Эсминец "Амацукадзе" эскортировал весь 1943 год транспорты между Японией и юго-западной частью Тихого океана. Вскоре после начала моей преподавательской деятельности я был потрясен известием, что "Амацукадзе" был торпедирован в 250 милях севернее острова Спратли. При этом около восьмидесяти его моряков были убиты. Тяжело поврежденный эсминец добрался до Сайгона, а затем перешел в Сингапур, где его ремонт продолжался до марта 1945 года.
"Сигуре" также использовался на эскортной службе после того как он покинул Сасебо с новым командиром. 17 февраля 1944 года он получил попадание авиабомбой.
Повреждения были легкими, но погиб двадцать один человек. Самым шокирующим обстоятельством был тот факт, что это случилось на Труке, который я привык считать тихой тыловой базой.
Затем тревожные новости хлынули водопадом. 30 марта американское оперативное соединение под командованием адмирала Раймонда Спрюэнса нанесло удар по Каролинским островам, смешав с землей всю оборону Палау. Адмирал Кога вылетел в тот же вечер из Бабельтхуапа, чтобы перенести свой штаб в Давао на Филиппинах, и пропал без вести. (Офицеры штаба Объединенного флота вылетели на двух летающих лодках и попали в грозу над Филиппинами. Второй самолет, на котором летел вице-адмирал Фукудоме, попал в пограничную зону тайфуна и сумел совершить вынужденную посадку у острова Себу. Этот тайфун, видимо, и погубил самолет главкома. О гибели адмирала Кога официально было объявлено лишь 5 мая, и на его место назначен адмирал Тойода).
Узнав о назначении Тойоды на должность главкома Объединенным флотом, я только пожал плечами. С моей точки зрения, он совершенно не годился на эту должность. До последнего времени он командовал военно-морской базой в Йокосуке, а до этого был членом Высшего Военного Совета. Он и сам забыл, когда последний раз выходил в море. А уж в боях, разумеется, не участвовал никогда. Я до сих пор не понимаю, чем вообще руководствовалось верховное командование, выбирая главкомов?
Мой скептицизм по поводу способностей адмирала Тойода, к сожалению, скоро подтвердился. 19-20 июня 1944 года авианосное соединение адмирала Одзава потерпело сокрушительное поражение в сражении у Марианских островов, названном американцами "Охотой на куропаток над Марианами". Адмиралы, планируя операцию, совершенно не приняли во внимание возросшее мастерство американских летчиков, новые радары противника и низкую боевую подготовку собственных пилотов. В результате Одзава потерял три авианосца и 500 самолетов. Через четыре месяца Одзава выполнял у Филиппин с тремя авианосцами задачу по "приманке" противника, потеряв все три авианосца и не достигнув ничего.
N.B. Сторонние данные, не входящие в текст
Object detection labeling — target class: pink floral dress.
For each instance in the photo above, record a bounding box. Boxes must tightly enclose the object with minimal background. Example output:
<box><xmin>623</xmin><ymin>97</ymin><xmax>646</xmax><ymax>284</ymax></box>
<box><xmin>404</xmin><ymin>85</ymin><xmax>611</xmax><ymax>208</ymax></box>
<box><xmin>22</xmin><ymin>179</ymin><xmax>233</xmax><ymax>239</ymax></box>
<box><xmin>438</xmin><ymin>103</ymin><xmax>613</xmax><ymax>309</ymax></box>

10 июля я узнал о падении острова Сайпан и гибели на нем адмирала Нагумо.
К этому времени я был назначен начальником новой Торпедной школы в Каватане, недалеко от Сасебо. Мною было получено секретное указание готовить курсантов "к боям у побережья Японии".
Я не знаю, что случилось со мной, но я неожиданно сел и начал писать послание Императору Хирохито. Это было, конечно, глупо, но, видимо, я уже не мог себя контролировать.
Я написал, что Япония уже проиграла войну, призывая Императора взглянуть на ситуацию реалистически. Я отметил, что высшие посты в Армии и Флоте занимают офицеры, не знакомые с методами ведения современной войны, и что продолжающееся соперничество между Армией и Флотом не дают возможности успешного проведения операций. Я призывал Императора закончить войну и в качестве первого шага выгнать со службы всех некомпетентных адмиралов и генералов.
От этого моего поступка веяло не просто вопиющей недисциплинированностью, но и государственной изменой. Я вполне мог угодить под военный суд в соответствии с Военно-Морским Уставом. Но я совсем об этом не думал. Я думал только о том, что вся страна катится к катастрофе.
Закончив свою петицию, я первым же поездом отправился в Токио.
12 июля я, страшно волнуясь, вошел в здание Военно-Морского Министерства. Первым, кого я там увидел, был контр-адмирал принц Такамацу младший брат Императора. Я бросился к нему:
- Ваше Высочество, могу ли я поговорить с вами наедине?
Брови принца взметнулись от подобной наглости. Вероятно он решил, что я немного свихнулся, но кивнул и повел меня к себе в кабинет. Там я передал ему свое послание, попросив представить его Императору.
- Можно мне его предварительно прочесть? - спросил принц.
- Конечно, Ваше Высочество, - поклонился я. Принц медленно развернул бумагу и пробежал текст глазами. По нервному движению его бровей я понял, насколько неприятно ему было читать мое послание. Он снова взглянул на меня, видимо, соображая: сумасшедший я или нет, а затем сложил письмо и положил к себе в карман.
- Хорошо, Хара, - сказал принц, вставая, - ни о чем не волнуйтесь.
Мне так и не удалось узнать, что сделал принц Такамацу с моим посланием на имя Его Величества. Во всяком случае, в военно-морских кругах о нем никому не стало известно. Узнай о нем морской министр или главком, мне бы не поздоровилось...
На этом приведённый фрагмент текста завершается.